If You Accidentally Bought Astringent Fruit
Astringent persimmons before ripening can taste harsh and feel harsh. If you bit into one and your mouth felt like cotton, you met tannins the hard way. Let it ripen until spoon-soft, or use a ripening method from a trusted extension source.
If Dried Persimmons Become A Habit Snack
Dried persimmons are dense. If you eat them like chips, you can stack fiber and sugar fast. Put a portion in a small bowl, then put the bag away.
Ways To Eat Persimmons For Fiber Without Getting Bored
Persimmons slide into sweet and savory meals, which makes them easy to keep around. These ideas keep portions reasonable and make the fiber feel good, not heavy.
Slice Firm Fuyu And Pair It
Cut into wedges and eat with nuts, yogurt, or cheese. Pairing with fat or protein often makes the snack feel steadier.
Spoon Ripe Hachiya Into Breakfast
Scoop the pulp into oatmeal, stir into yogurt, or blend into a smoothie. If you’re sensitive to fiber spikes, use half a fruit first.
Add Persimmon To A Salad
Thin slices add sweetness to peppery greens. A salty element like feta or a toasted seed keeps the bowl balanced.
| Persimmon Idea | Extra Fiber Add-On | How It Eats |
|---|---|---|
| Fuyu wedges | Almonds | Crisp fruit with nutty crunch |
| Hachiya pulp in yogurt | Chia seeds | Thick, spoonable bowl |
| Oatmeal topper | Ground flax | Warm, lightly sweet breakfast |
| Salad with sliced persimmon | Pumpkin seeds | Fresh bite with salty pops |
| Smoothie with half a persimmon | Rolled oats | Milkshake feel, slower sips |
| Roasted persimmon halves | Oat bran | Jammy center with toasted notes |
| Dried persimmon snack plate | Roasted chickpeas | Sweet chew with savory crunch |
Buying And Storing Tips That Keep Texture On Your Side
Good persimmons are easy to love. Bad ones can taste flat, dry, or oddly bitter. A couple of checks help you avoid disappointment.
Shopping For Fuyu
Pick fruit that’s firm, bright, and free of deep cuts. Minor skin scuffs are common and usually fine. Since Fuyu can be eaten firm, you can buy it and eat it the same day.
Shopping For Hachiya
If you want to eat it soon, buy fruit that already yields to gentle pressure. If it’s firm, plan on ripening it on the counter. Once it turns fully soft, move it to the fridge and eat within a few days.
Keeping Cut Fruit Fresh
Cut persimmon browns with time. Store slices in an airtight container and eat within a day or two. A squeeze of citrus can slow browning and tastes good with the fruit’s sweetness.
Store Checklist
- Plan on about 6 grams of fiber in one medium persimmon.

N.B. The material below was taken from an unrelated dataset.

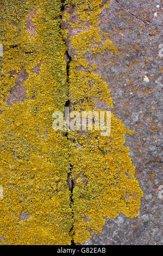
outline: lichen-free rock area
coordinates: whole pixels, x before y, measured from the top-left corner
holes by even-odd
[[[162,2],[0,12],[0,244],[162,245]],[[65,106],[110,135],[54,130]]]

- Eat Fuyu with the skin when it’s clean and unblemished.
- Wait for Hachiya to turn fully soft before eating.
- If your diet is low in fiber, start with half a fruit and drink water.
- Use dried persimmons in measured portions since they add up fast.
References & Sources
- U.S. Food and Drug Administration (FDA).“Questions And Answers On Dietary Fiber.”Explains the definition of dietary fiber used for U.S. labeling and how fiber appears on Nutrition Facts panels.

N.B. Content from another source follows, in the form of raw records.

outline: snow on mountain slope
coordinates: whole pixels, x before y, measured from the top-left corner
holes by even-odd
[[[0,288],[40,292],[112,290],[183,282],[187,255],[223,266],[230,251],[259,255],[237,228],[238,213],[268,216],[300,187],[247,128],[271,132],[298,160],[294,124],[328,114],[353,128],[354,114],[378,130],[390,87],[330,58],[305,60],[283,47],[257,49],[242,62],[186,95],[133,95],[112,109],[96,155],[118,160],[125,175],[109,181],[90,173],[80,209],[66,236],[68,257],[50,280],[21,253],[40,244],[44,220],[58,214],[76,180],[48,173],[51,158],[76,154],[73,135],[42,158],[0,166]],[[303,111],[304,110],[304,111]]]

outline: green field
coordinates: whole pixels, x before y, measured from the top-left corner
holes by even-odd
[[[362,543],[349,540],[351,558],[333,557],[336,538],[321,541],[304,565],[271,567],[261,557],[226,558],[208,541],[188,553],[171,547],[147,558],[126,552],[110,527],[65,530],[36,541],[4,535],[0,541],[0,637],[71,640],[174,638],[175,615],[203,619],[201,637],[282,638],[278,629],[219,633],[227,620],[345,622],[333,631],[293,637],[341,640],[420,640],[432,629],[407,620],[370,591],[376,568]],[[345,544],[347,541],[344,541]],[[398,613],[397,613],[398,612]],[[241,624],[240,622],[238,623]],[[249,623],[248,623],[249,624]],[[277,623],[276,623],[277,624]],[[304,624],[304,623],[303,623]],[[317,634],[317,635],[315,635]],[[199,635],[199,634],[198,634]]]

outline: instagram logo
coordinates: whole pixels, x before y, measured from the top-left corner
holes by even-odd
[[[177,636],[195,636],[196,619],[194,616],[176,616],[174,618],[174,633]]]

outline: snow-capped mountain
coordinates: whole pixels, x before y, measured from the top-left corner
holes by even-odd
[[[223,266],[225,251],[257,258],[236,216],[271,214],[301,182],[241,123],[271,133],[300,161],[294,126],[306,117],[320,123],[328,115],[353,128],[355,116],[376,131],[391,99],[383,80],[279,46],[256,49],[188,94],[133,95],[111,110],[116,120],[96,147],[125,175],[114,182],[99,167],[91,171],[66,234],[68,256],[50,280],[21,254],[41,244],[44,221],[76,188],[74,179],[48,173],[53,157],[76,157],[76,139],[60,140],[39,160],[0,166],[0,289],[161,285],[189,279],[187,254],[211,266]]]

- USDA FoodData Central.“Food Search Results For Persimmon.”Database search used to compare persimmon fiber values by serving size and by 100 grams.
- Harvard T.H. Chan School of Public Health.“Fiber.”Overview of soluble and insoluble fiber and common food sources.
- University of Florida IFAS Extension.“Alleviating Astringency In Persimmon Fruit.”Notes why astringent persimmons taste dry when unripe and outlines ways the astringency fades.